Was ist dein Problem?
1. Habe ich dem TE keine 150g Maus empfohlen, weder noch sagt er, dass er das geringe Gewicht der Ultralight zwingend braucht.
2. Warst du doch der, der mich gefragt hat, als ich sagte...


> _Der einzige Vorteil der Ultralight ist das geringe Gewicht, ist man darauf nicht angewiesen, gibt es hunderte Alternativen_


folgendes:


Lockeye schrieb:


> Welche Alternativen? Ernsthaft, mir fallen bis auf die Neue Logitech Wireless und die kommende Ninox Astrum wenig ein.

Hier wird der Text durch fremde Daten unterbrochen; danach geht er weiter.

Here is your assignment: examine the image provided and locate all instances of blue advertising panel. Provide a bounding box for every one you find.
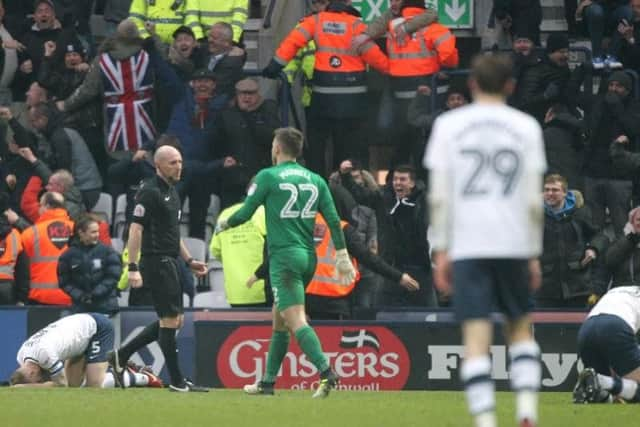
[0,309,28,381]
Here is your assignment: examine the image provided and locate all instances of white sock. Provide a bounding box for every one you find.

Das war eine direkte Frage auf meine Aussage, du hast es sogar zitiert und Ich habe dir die Alternativen, die eben schwerer sind, genannt. Bist du Schizophren oder hast du nur Alzheimer?
Mir eigentlich egal, gut dass es eine Blockliste gibt. Blamier dich weiter allein mit dir selbst oder deinem zweiten Ich.
PS: Kompetenz hast du keine, das hat sich jetzt eindeutig raus gestellt.


----------



## Lockeye (24. September 2018)

JackA$$ schrieb:


> Reibe mal deine Ohren und spreche mir nach: "Wusa"
> Das war eine direkte Frage auf meine Aussage, du hast es sogar zitiert und Ich habe dir die Alternativen, die eben schwerer sind, genannt. Bist du Schizophren oder hast du nur Alzheimer?
> Mir eigentlich egal, gut dass es eine Blockliste gibt. Blamier dich weiter allein mit dir selbst oder deinem zweiten Ich.
> PS: Kompetenz hast du keine, das hat sich jetzt eindeutig raus gestellt.



Jap, das könnte man schon als "fies" bezeichnen, 

ändert aber nichts an der Tatsache dass du zum eigentlichen Threadthema nichts beigetragen hast, mea culpa.


----------



## Whitcomb (24. September 2018)

@Lockeye

Ist das Kabel wirklich so schlecht ? Hatte das genaue Gegenteil gehört, von wegen es sei so ultra leicht und flexibel.

@Offtopic

Das zum Thema was den "TE" interessiert.
Siehe Bild.


----------



## Lockeye (24. September 2018)

Das Kabel der Phantom soll sehr gut sein, ähnlich wie ein Paracord.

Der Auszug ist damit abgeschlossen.